In [None]:
%run ../talktools.py
!rm galaxy1000.csv
!rm test.csv
!rm -r joblib_cache

# A (Simplistic) Introduction to Data Caching

<div style="text-align: center"><font size=-1>AY128/256 UC Berkeley (2024)</font> </div> 

<quote>
    <i><font color="grey">"There are two hard things in Computer Science, cache invalidation, naming things, and off-by-one errors."</i></font>
    <div style="text-align: right"><font color="grey">--Socrates</font></div>

</quote>


<b>Motivation</b>: In data-intensive workloads, like the ones you'll be building in this class, it's a good idea to think about your data caching strategies up front. During exploratory analysis, especially when interacting with external sources of databases (e.g., flat files hosted remotely, external databases, etc.) sensible caching can save you a bunch of time in not needing to (re)download data. 

Even for pure local interactions, you might want to cache the results of computation to avoid having to rerun long-running/expensive calcuations.

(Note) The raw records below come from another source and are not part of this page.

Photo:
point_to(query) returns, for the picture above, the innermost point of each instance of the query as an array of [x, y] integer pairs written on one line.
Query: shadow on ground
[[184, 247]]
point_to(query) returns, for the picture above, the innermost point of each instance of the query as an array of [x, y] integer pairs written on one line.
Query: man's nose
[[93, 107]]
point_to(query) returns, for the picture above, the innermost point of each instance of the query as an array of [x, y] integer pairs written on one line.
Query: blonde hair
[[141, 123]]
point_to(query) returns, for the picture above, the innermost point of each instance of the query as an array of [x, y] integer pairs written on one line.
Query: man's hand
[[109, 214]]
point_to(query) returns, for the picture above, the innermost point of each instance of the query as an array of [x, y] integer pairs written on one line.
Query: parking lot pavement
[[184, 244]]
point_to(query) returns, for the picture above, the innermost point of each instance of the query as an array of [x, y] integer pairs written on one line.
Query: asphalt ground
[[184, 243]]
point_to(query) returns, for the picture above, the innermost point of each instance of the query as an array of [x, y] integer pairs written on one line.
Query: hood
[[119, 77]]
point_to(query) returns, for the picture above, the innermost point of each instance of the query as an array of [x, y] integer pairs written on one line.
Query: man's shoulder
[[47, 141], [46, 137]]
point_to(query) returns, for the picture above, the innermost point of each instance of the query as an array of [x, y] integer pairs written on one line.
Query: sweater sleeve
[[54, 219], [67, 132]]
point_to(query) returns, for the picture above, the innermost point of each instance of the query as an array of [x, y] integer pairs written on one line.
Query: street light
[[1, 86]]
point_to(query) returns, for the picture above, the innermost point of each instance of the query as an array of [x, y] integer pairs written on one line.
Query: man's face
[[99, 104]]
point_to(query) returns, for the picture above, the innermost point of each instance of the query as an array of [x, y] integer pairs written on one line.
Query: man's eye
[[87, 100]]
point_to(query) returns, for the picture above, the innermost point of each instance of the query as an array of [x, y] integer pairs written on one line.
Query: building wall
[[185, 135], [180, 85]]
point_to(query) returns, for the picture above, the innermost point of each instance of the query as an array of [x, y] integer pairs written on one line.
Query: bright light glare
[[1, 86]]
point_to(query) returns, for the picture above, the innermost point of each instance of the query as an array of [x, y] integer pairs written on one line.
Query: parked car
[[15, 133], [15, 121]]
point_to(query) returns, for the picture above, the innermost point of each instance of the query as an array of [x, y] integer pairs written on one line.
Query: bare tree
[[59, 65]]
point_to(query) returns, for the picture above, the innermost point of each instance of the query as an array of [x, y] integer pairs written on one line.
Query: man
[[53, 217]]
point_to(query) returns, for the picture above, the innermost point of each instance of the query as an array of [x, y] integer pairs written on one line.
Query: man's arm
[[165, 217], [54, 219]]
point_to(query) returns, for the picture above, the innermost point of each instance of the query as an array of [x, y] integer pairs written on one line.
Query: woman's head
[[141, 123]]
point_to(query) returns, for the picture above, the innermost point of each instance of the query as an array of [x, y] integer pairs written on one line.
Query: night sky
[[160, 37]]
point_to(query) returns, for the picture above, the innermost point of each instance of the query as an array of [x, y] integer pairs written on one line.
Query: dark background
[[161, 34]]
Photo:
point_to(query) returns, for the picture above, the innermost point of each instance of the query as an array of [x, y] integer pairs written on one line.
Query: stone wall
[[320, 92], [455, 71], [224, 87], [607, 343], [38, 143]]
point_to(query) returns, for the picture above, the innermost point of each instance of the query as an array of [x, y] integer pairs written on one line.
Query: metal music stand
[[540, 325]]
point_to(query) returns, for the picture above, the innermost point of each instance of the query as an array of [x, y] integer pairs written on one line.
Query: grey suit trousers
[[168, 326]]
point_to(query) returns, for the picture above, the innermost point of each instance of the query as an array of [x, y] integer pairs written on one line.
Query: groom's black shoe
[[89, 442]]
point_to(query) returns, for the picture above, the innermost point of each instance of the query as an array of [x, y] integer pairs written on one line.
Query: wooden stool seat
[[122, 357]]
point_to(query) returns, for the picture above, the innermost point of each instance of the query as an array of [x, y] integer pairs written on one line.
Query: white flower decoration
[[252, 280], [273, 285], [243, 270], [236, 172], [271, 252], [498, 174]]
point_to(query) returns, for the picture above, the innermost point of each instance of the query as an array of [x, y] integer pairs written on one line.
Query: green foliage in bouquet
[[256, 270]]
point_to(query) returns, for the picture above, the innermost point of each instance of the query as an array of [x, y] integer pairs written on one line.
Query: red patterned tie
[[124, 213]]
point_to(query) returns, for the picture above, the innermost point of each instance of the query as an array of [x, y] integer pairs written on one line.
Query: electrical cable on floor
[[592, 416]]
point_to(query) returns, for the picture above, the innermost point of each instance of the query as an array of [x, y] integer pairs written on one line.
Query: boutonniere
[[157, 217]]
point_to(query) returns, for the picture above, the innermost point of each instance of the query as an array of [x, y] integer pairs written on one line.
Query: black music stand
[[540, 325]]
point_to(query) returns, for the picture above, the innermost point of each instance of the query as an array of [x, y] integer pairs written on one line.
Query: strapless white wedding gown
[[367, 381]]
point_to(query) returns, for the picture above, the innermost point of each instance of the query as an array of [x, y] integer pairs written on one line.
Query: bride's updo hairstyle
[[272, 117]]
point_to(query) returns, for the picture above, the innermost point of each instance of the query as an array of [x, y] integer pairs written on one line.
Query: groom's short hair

In the context of reproducbility/replicability, having a cache/store of the data inputs will make it easier for others to redo the steps you did and get the same results.

## Persistent or Ephemeral?

Every time you run an expensive computation or do a time-intensive query, you implicitly store the results in emphemeral Python object.

Let's get a CSV file with some data about galaxies from SDSS:

In [None]:
import time
import os
import io

import pandas as pd
import requests  # requests is the standard URL

external_file_location = "https://raw.githubusercontent.com/AstroHackWeek/AstroHackWeek2014/master/day4/galaxy1000.csv"
local_filename = os.path.basename(external_file_location)

In [None]:
# ATTEMPT 1: download the CSV and load it into a DataFrame
r = requests.get(external_file_location)
df = pd.read_csv(io.StringIO(r.text))
df

Great: we can use the pandas DataFrame `df` in the downstream analysis. The **problem of course is that we rerun our notebook, we need to redownload the data**. This ephemeral caching is usually just fine when the data is small and the computations are quick, but generally slows us down with larger files and beefier computations. 

Why don't we modify the above to check to see if the file exists and load it in if so. That is, let's create a persistent store of our data:

In [None]:
def get_galaxy_dataframe():
    """
    get the galaxy CSV file from SDSS if we dont have it already
    and parse it into a pandas DataFrame. Save the file
    for future use.
    
    Returns: dataframe
    """
    if not os.path.exists(local_filename):
        start = time.time()
        r = requests.get(external_file_location)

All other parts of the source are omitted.